The dead should make room for the living, but the Doors won't wither. And that might be why the band is the psych-rock bête noire for the latest generation of critics. Last year, The Village Voice quizzed 15 writers on the names of the four Doors. Nearly half answered with a variation on “I fucking hate the Doors.” Idolator deemed them “The Worst Band of All Time.” Craig Finn, frontman for acclaimed indie-rock act the Hold Steady, accused the Doors of “giving the green light to generations of pseuds.” Even Conan O'Brien admitted on air that he doesn't like them.

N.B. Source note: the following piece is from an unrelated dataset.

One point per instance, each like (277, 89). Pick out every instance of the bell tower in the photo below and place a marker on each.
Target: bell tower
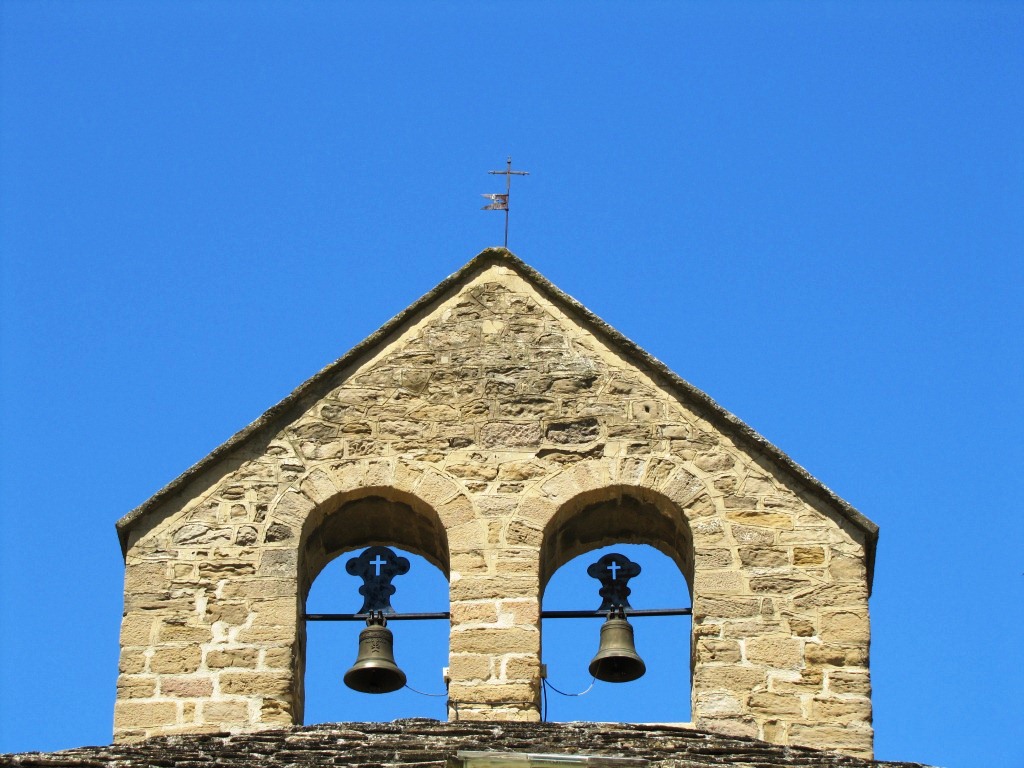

During the '90s, the zeitgeist shifted from sincere and psychedelic explorations of self to sardonic, detached cool. To a subculture embodied by the acerbic, flannel-shirted, slacker nonchalance of Pavement, the Doors seemed as played out as paisley. Claiming to be a shaman shrouded by Indian spirits no longer translates, unless you live in a two-story teepee in Topanga Canyon. And while a thousand bands have artfully ripped off Pavement, everyone looks absurd imitating the Doors. They are the rock equivalent of “Don't try this at home.”

Last November, the backlash to the backlash began with the publication of Greil Marcus' The Doors: A Lifetime of Listening to Five Mean Years. The book is a rebuttal of decades of derision: The éminence grise of rock criticism recontextualizes the band amidst Thomas Pynchon, Pump Up the Volume and assemblage artist Wallace Berman. Isolating bootleg performances of the band at its most intense, he illustrates its persistent transcendence over 40 years of intense hate and hagiography.

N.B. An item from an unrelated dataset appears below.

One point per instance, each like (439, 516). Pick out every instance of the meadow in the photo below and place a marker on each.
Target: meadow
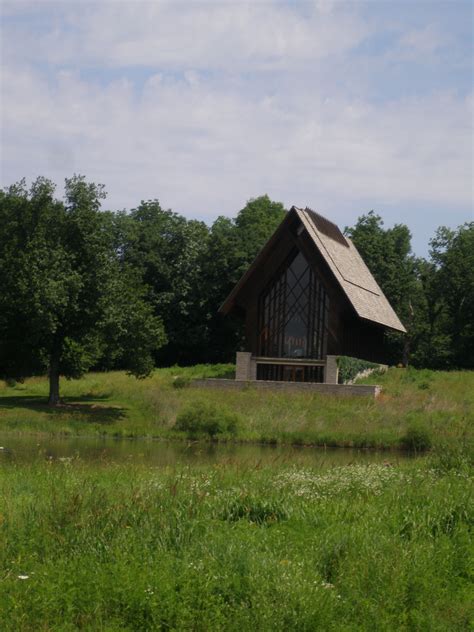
(122, 547)
(417, 409)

“Lester Bangs once called [Morrison] the Oafus Laureate, and that was someone who loved the Doors and flipped over L.A. Woman,” Marcus says by phone. “There was something ridiculous, pompous, stupid and megalomaniacal about Morrison that puts people off. He would do things to guarantee him trouble. He instinctively recoiled against authority but was smart enough to make his contempt dramatic, funny and challenging.”

Indeed, the critics who attack Morrison's self-seriousness ignore the smirk. In a phone interview, the venerable Beat poet Michael McClure calls Morrison “the best poet of his generation.” In The White Album, Joan Didion writes that the Doors are the Norman Mailers of the Top 40, praising their music for insisting that “Love was sex and sex was death and therein lay salvation.”

With Morrison's death came a different strain of salvation. The passage of time never eroded the myth; the L.A. Woman stays forever young.

Morrison is buried at Père Lachaise Cemetery in Paris. If he were still alive, he'd be 68 years old. At the close of 2010, Florida governor Charlie Crist finally pardoned him for those misdemeanor convictions, still under appeal at the time of his death.

A decade ago, Ray Manzarek left Los Angeles for a farmhouse in Napa, where he grows heirloom tomatoes and bok choy. Robby Krieger is still in Benedict Canyon, although he no longer owns bobcats. Densmore stays in the Pacific Palisades, not far from the boyhood home that was fatefully bulldozed for a three-way on-ramp at the intersection of the 405 and 10 freeways.

Idle at the intersection of La Cienega and Santa Monica today and you'll see everyone but Jim Morrison. The City of Night has become another gentrified crossroads offering “puppy presents” and frozen yogurt. The Tropicana is deader than Sandy Koufax's left arm, replaced by a Ramada. Duke's is now on Sunset, next to the pay-to-play Whisky. The strip clubs are a flower shop and an Al & Ed's Auto Sound. Monaco Liquor and the Alta Cienega still stand, though; sin never falls out of fashion, and Morrison's old room, #32, has become a shrine.

The Doors Workshop is now Forbidden, a restaurant, bar and lounge that taunts pedestrians with $14 plates of tapas. Should you be looking for it, you'll notice a fake-gold plaque memorializing the place as “the site of the Doors Workshop, where L.A. Woman was recorded and mixed.” It's a shallow grave to the moment when the psychedelic era turned sepia — a final barbaric winter before everything got worse. Myths and memories mutate, swamps get drained, but the blues just get older.